This study looked at 85 people enrolled in the UCDC longitudinal study. The goal was to understand how often seizures happen, what types occur, and whether ammonia and glutamine levels predict seizure risk during hyperammonemic crises. Researchers also examined the role of EEG in detecting seizures that are not obvious clinically. The group included both early-onset and late-onset UCD cases across several subtypes like OTCD, ASLD, ARG1D, CPS1D, and others. Data covered seizure history, EEG findings, and biochemical profiles during crises.
Key Takeaways
Seizures Are Common in UCD: About 34% of individuals had seizures at some point. Seizures occurred in 13% of hyperammonemic events, and most early-onset seizures happened during crises.
Epilepsy Risk Is Higher in Certain UCD Types: Overall, 12% developed epilepsy, mainly in distal UCD types like ASLD (22%) and ARG1D (50%). Late-onset seizures unrelated to crises were most likely to progress to epilepsy.
Ammonia and Glutamine Predict Seizure Risk: For every 100 µmol/L increase in ammonia, seizure odds rose 2.65 times; for glutamine, odds rose 1.14 times. Higher initial levels signal greater risk.
EEG Detects Hidden Seizures: EEG found subclinical seizures in 53% of crises with clinical seizures and 27% of crises with encephalopathy only.
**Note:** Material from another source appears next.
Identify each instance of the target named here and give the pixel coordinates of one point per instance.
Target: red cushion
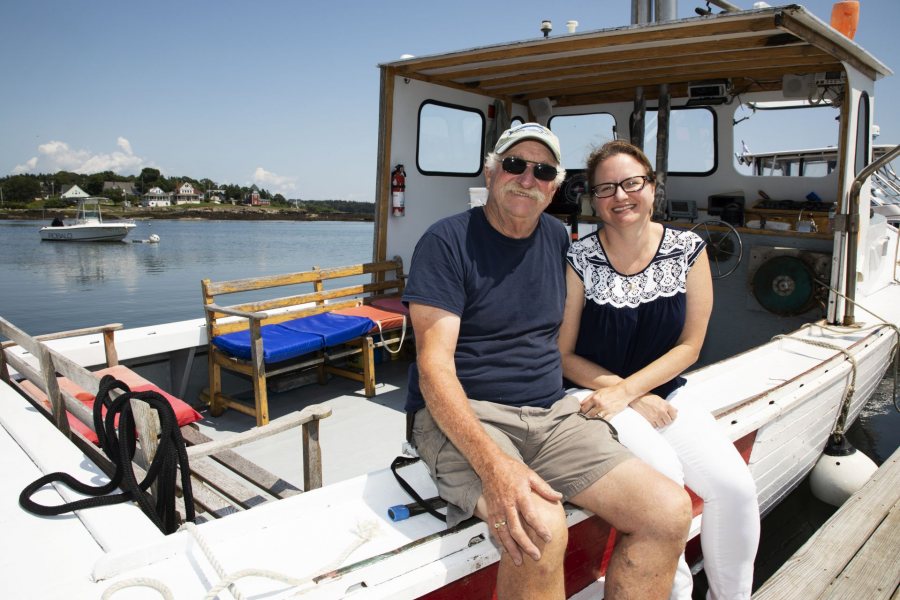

This shows why EEG monitoring is important during severe episodes.
Treatment During Crises: Seizures were managed with antiseizure medications (phenobarbital was most common) plus ammonia-lowering therapies like nitrogen scavengers and dialysis.
Why This Matters
Understanding seizure risk and epilepsy in UCD helps families and doctors plan care. Monitoring ammonia and using EEG during crises can prevent missed seizures and reduce brain injury.
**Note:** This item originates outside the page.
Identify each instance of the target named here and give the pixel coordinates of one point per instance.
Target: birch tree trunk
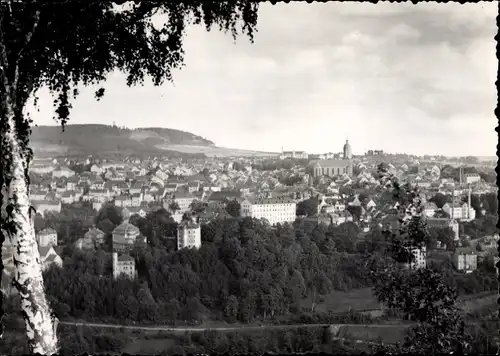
(18, 227)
Chanvanichtrakool M, Schreiber JM, Chen WL, Barber J, Zhang A, Ah Mew N, Schulze A, Wilkening G, Nagamani SCS, Gropman A; Urea Cycle Disease Consortium. Unraveling the Link: Seizure Characteristics and Ammonia Levels in Urea Cycle Disorder During Hyperammonemic Crises. Pediatr Neurol. 2024 Oct;159:48-55. doi: 10.1016/j.pediatrneurol.2024.06.013. Epub 2024 Jun 29. PMID: 39121557; PMCID: PMC11381174.